The Euro benefitted from broad US Dollar weakness yesterday, with a disappointing inflation release causing no more than a very modest, temporary sell-off. The common currency clawed back almost the entirety of its losses for the week in a matter of a couple of hours, rallying back above the 1.19 level versus the greenback.

Yesterday’s inflation news in the Euro-area provided another blow to the European Central Bank in its quest to raise price growth to its ‘close to, but below’ 2% target. Headline inflation picked up pace last month according to the preliminary estimate, although at 1.5% year-on-year, once again fell short of economists 1.6% consensus. The core measure, of which strips out volatile components such as energy, was particularly underwhelming, remaining unchanged at 0.9% after investors had eyed an increase to 1.1%. Under such weak inflation dynamics, it is difficult to see a situation where the ECB even considers raising interest rates in the Eurozone until very deep into 2018, at the very earliest.

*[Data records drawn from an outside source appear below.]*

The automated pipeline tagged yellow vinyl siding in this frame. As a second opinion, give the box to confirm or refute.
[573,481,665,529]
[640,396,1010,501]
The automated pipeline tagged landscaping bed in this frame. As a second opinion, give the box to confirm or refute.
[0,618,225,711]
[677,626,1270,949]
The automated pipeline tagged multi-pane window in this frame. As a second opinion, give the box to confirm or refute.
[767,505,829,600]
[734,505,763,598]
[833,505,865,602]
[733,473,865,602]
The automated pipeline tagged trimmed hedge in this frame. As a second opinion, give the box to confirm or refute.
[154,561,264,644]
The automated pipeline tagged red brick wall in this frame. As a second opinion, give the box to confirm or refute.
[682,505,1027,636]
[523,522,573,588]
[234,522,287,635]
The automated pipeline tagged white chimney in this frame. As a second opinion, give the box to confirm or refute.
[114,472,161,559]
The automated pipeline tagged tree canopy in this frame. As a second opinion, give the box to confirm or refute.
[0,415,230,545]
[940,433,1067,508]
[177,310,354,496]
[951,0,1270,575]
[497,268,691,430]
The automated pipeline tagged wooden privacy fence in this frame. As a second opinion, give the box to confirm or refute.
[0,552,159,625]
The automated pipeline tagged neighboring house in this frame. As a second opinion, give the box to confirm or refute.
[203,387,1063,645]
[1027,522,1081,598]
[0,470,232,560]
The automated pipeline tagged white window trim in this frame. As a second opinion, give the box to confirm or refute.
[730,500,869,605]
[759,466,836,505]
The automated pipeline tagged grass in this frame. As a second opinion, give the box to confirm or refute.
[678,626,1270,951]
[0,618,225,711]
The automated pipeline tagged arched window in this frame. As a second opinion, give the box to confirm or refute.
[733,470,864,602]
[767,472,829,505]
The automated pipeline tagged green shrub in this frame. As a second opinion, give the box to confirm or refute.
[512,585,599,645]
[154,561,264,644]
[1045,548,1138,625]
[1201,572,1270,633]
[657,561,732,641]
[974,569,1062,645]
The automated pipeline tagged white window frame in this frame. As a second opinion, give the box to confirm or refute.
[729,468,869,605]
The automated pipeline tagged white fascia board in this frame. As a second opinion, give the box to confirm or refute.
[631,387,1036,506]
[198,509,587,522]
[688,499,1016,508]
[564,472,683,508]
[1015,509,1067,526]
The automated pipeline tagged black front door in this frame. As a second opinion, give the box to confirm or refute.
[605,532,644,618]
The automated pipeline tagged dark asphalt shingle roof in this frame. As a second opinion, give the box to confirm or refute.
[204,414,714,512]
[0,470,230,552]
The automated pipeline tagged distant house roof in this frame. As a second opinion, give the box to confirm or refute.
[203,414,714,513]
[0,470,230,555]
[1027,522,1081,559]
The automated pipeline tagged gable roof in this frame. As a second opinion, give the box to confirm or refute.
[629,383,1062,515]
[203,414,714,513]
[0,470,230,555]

This morning’s Eurozone manufacturing PMI is expected to remain unrevised from the preliminary estimate. Absent a significant surprise here, we think the single currency is likely to be driven by events elsewhere today.

US Dollar ends winner streak on month end flows

The US Dollar ended a run of three straight daily gains during London trading yesterday, slumping to its lowest level in three days, largely due to month end positioning.

Economic news that we did have on Thursday was actually broadly positive. The Fed’s preferred measure of inflation, the PCE index, came in at a better-than-expected 1.6% in October, while there was also a welcome upward revision in the September number. Personal income growth was unchanged at 0.4% versus a 0.3% forecast, while consumer spending came in at a solid 0.3%.

All eyes now turn to whether the Republicans can finally push through Donald Trump’s long awaited tax overhaul. November’s US manufacturing PMI will also be released at 15:00 UK time.